The association references some parallels its engineers found between “massive dredgings” of the ebb shoal near the St. Augustine Inlet and worsening erosion to the north beaches.
“While our suspicions were vehemently denied by the Army Corps of Engineers, the County, and of course by those in St. Augustine Beach, it was shortly after these dredgings that the giant hole began to re-fill and our beaches experienced the dramatic erosion,” the overview continues. “We remained convinced that there was a correlation.”
Summer Haven
Commissioners unanimously approved a temporary construction easement of county-owned lots to the St. Augustine Port, Waterway & Beach District for completion of the Summer Haven river restoration project. The easement will allow placement of sand from the river and use of the land as storage for construction equipment.
County staff said the project, largely funded by a grant from FDEP, was and remains fully funded by outside sources with no county monies involved. The contractor, Taylor Engineering, was willing to expedite the work and mobilize as early as this week if plans and permits were all in place.
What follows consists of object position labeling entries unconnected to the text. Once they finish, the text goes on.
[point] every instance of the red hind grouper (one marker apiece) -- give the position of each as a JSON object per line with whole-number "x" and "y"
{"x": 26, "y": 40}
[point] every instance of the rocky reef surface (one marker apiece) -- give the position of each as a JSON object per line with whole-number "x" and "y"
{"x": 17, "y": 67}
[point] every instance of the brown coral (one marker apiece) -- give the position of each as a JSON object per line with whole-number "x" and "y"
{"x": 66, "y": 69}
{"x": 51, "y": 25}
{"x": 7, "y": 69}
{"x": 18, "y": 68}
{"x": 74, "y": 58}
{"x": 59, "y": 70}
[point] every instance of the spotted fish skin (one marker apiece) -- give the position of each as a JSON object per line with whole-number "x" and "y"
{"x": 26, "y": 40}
A representative from the firm estimated work would be completed within six months after the start date.
Officials said “nothing fundamentally changed” about the project except for having to maneuver around breaches caused by the storm, which created barriers to getting the work done as originally planned.
Wanchick said while some pockets of Summer Haven cleaned up pretty well, with 4×4 access established to many houses, other pockets, particularly to the south, did not fare as favorably.
He said the berm and the road were “completely destroyed” and that two new inlets had been cut, one of which appeared under a home. Many areas along the beach are only accessible at low tide.
“We’re going to have to work on that, to stabilize that area, but we are uncertain as to the future of south Summer Haven as we sit here today,” he said.
Additionally, a rezoning request for 0.7 acres in Summer Haven from Commercial Highway Tourist to Residential, in order to make way for two single-family units, was opened and continued to the board’s Nov. 15 meeting.
The subject property is located primarily on the east side of A1A South and west of Old A1A, and less than 2,000 feet north of the Flagler County line.
The county’s Planning and Zoning Agency recommended approval of the rezoning request by a 4-1 vote at its June 2 meeting. At the time, the subject property included a block to the south that would have accommodated a third home.